Can the SEC Ban the Batistas?
It’s these practices that prompted a coalition of environmental groups – including Rainforest Action Network, Mighty Earth, and World Animal Protection – to write a letter to the SEC last September, asking it to block JBS’s move to go public. Calling it the “biggest climate risk IPO listing in history”, they stated how there’s little transparency about the company’s 2040 net-zero plans, which had recently withdrawn labelling claims about this target after an ad review board found it “aspirational”.
In response to the UK’s letter, newly formed coalition Ban the Batistas said an IPO for JBS should be out of the question. The group had launched just before COP28 and highlighted JBS’s attempts to greenwash its climate record during the conference, calling its $8.7M investment in the Eastern Amazon Fund “a feeble attempt to mask its history of environmental harm and market dominance”, given its multibillion-dollar net worth.
“As JBS manoeuvres to become a public company on the NYSE, Ban the Batistas and many concerned groups around the world are calling for investors, banks, and regulators to withdraw their support for JBS’s plans to gain access to capital in the US markets,” said Ban the Batistas executive director Kimberly Spell. “Given the potential for increased financial, social, and environmental risks posed by the meat conglomerate’s operations and legacy of misconduct, we urge the investment community to ask the hard questions and demand fuller transparency from JBS about its true intentions.”
The UK MPs said JBS is “attempting to distort global public policy debate” about eating meat. “Evidence suggests that at COP28, JBS campaigned to position meat as ‘sustainable nutrition’ – a position that flies in the face of mainstream science,” their letter stated. “As a global food leader looking to increase its growth and influence, the company’s practices pose a significant threat to the ecosystem for global climate regulation and biodiversity conservation.
“It contradicts global efforts of governments and businesses to take action to mitigate climate change, preserve essential natural habitats, and avoid jeopardising the progress in addressing environmental challenges,” the British politicians continued, adding: “Granting JBS access to US capital would perpetuate environmental harm and undermine the leadership role that the United States assumes in championing climate change mitigation measures.”
In a statement sent to Green Queen, Glenn Hurowitz, CEO of Mighty Earth, said: “This JBS IPO is so dangerous for the markets and the environment that it’s managed to rally senators from across the ideological spectrum.

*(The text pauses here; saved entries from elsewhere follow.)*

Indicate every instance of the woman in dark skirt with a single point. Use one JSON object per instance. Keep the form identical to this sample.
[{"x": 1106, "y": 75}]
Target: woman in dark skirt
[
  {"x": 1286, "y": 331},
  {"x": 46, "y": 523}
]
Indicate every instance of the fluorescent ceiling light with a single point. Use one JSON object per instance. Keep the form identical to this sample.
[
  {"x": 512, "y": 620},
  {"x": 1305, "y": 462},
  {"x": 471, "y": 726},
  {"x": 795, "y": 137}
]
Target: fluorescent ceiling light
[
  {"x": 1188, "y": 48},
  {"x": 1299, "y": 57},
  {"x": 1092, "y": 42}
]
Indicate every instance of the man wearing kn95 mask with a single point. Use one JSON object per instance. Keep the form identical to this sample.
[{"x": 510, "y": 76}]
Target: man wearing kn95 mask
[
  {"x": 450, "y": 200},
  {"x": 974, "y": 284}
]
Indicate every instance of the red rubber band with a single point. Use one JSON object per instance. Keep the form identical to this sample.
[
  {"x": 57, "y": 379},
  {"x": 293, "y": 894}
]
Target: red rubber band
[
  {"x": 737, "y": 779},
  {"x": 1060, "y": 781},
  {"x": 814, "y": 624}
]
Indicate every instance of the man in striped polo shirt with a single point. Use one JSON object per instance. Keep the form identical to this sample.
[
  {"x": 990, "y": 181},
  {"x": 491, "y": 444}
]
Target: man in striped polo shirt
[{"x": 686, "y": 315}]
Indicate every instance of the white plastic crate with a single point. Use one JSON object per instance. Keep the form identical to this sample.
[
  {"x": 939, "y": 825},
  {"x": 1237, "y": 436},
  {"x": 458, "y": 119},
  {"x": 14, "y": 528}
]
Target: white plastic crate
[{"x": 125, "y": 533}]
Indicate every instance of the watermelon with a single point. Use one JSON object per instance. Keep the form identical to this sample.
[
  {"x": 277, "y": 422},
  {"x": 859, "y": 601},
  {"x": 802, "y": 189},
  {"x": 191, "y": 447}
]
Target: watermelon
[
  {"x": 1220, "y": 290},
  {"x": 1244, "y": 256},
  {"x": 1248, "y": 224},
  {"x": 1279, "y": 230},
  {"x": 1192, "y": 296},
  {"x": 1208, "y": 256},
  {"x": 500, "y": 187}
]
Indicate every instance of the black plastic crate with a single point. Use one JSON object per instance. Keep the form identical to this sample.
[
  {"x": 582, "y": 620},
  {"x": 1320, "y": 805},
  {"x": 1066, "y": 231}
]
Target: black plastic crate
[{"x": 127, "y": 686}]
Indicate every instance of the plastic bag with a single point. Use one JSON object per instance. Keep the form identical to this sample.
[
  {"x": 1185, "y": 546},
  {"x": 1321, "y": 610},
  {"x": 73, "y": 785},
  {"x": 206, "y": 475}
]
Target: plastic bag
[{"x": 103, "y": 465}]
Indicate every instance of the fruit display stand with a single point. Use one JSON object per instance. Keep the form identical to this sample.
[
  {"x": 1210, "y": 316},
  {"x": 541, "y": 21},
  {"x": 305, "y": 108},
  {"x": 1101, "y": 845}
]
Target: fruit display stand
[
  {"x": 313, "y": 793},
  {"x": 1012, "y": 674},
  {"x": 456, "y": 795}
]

It’s a rare company that can bring Republicans and Democrats together in today’s Washington, but JBS has done it.
“If JBS gains access to billions of dollars to expand its industrial meat operations, it would bring more deforestation, more market manipulation, more human rights abuses and more outsized climate pollution. The SEC should not allow this IPO to proceed.”
This story was updated on January 16 to add Mighty Earth’s quote.